Given their potential clinical relevance,
our preliminary results need to be confirmed by a study involving
a larger number of patients.
The possibility of combining atazanavir
and amprenavir without ritonavir pharmaco-enhancement could be interesting,
particularly because it would avoid the lipid abnormalities frequently
observed during the course of treatments requiring ritonavir boosting.

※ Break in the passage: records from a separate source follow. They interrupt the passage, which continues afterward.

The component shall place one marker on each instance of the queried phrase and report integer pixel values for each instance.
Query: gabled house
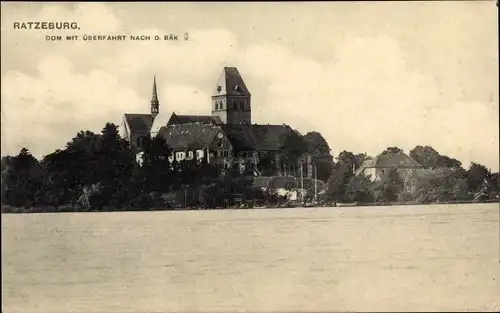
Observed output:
(375, 168)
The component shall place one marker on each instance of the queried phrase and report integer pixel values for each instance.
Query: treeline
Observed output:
(99, 172)
(442, 179)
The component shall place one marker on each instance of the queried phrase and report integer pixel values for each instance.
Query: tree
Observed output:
(392, 150)
(157, 172)
(435, 185)
(360, 188)
(389, 187)
(293, 147)
(320, 151)
(477, 176)
(430, 158)
(266, 164)
(22, 179)
(337, 182)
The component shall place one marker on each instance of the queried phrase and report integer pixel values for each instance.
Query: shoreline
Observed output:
(11, 210)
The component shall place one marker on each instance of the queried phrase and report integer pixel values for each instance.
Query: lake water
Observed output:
(411, 258)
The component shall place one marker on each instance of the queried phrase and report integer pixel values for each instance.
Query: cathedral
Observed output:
(226, 138)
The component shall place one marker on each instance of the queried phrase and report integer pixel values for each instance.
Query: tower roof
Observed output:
(230, 83)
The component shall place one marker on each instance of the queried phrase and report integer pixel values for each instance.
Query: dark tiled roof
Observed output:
(139, 123)
(390, 159)
(283, 182)
(231, 83)
(185, 119)
(256, 137)
(189, 136)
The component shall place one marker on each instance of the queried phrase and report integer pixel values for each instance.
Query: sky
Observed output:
(366, 75)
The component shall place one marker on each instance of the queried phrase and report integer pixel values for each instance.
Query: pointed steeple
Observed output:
(155, 104)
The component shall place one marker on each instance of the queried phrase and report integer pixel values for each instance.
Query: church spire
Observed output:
(155, 104)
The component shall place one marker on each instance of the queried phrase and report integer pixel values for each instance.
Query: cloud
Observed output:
(363, 98)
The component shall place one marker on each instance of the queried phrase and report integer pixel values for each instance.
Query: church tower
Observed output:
(155, 104)
(231, 98)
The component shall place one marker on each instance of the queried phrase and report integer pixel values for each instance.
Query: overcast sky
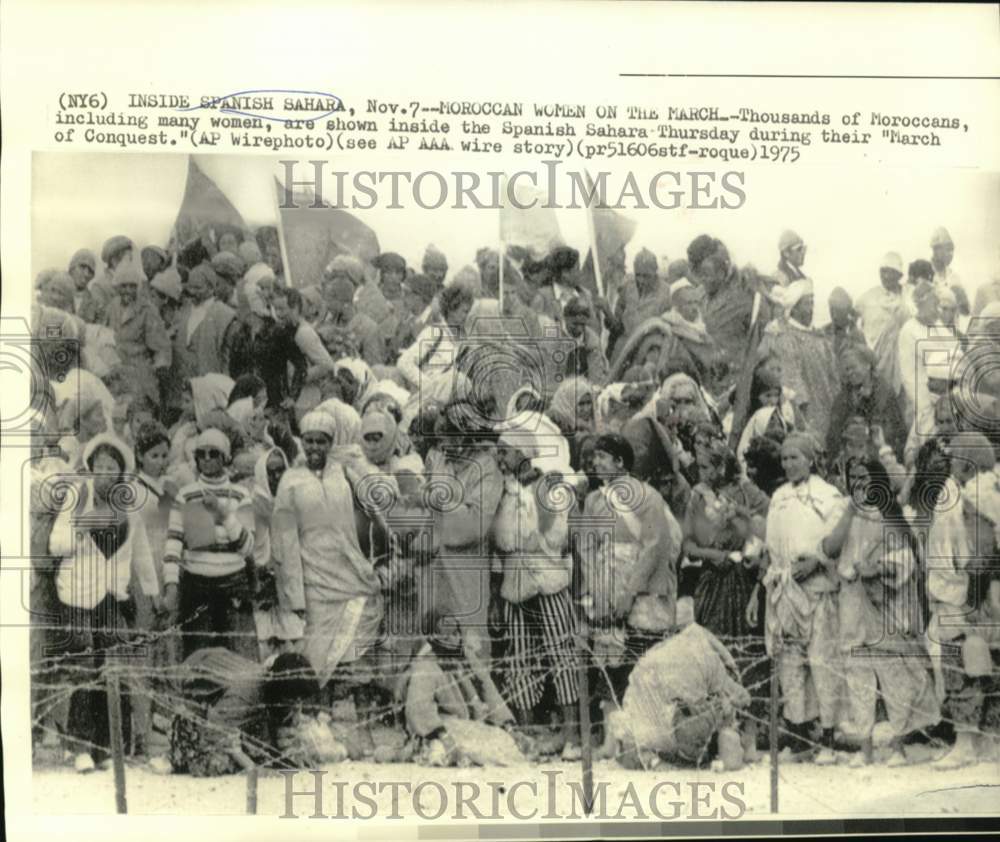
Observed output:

However, confirmation of this possibility would require the collection
of atazanavir pharmacokinetic data.
If it were to be confirmed, the opportunity
of being able to offer once-daily administration (currently used
in the case of other PI combinations such as amprenavir/ritonavir
and saquinavir/ritonavir) could increase patient compliance with
treatment.
A further improvement in terms of reducing
the pill burden could perhaps be gained by means of the once-daily
administration of atazanavir and the amprenavir pro-drug GW908 [now
FDA-approved; brand name Lexiva--Ed].
The authors conclude, “Our results
suggest that the co-administration of atazanavir 400 mg a day with
both amprenavir 600 mg twice a day and amprenavir 1200 mg a day
yield therapeutic levels of amprenavir in HIV-infected patients.”
Department
of Infectious Diseases, Vita/Salute University, San Raffaele Scientific
Institute, Milan, Italy; and Clinic of Infectious Diseases, University
of Genoa c/o San Martino Hospital, Genoa, Italy.
02/04/04
Reference
M
Guffanti and others. Pharmacokinetics of amprenavir given once or twice a day when combined
with atazanavir in heavily pre-treated HIV-positive patients (research
Letter). AIDS 17(18): 2669-2671. December 5, 2003.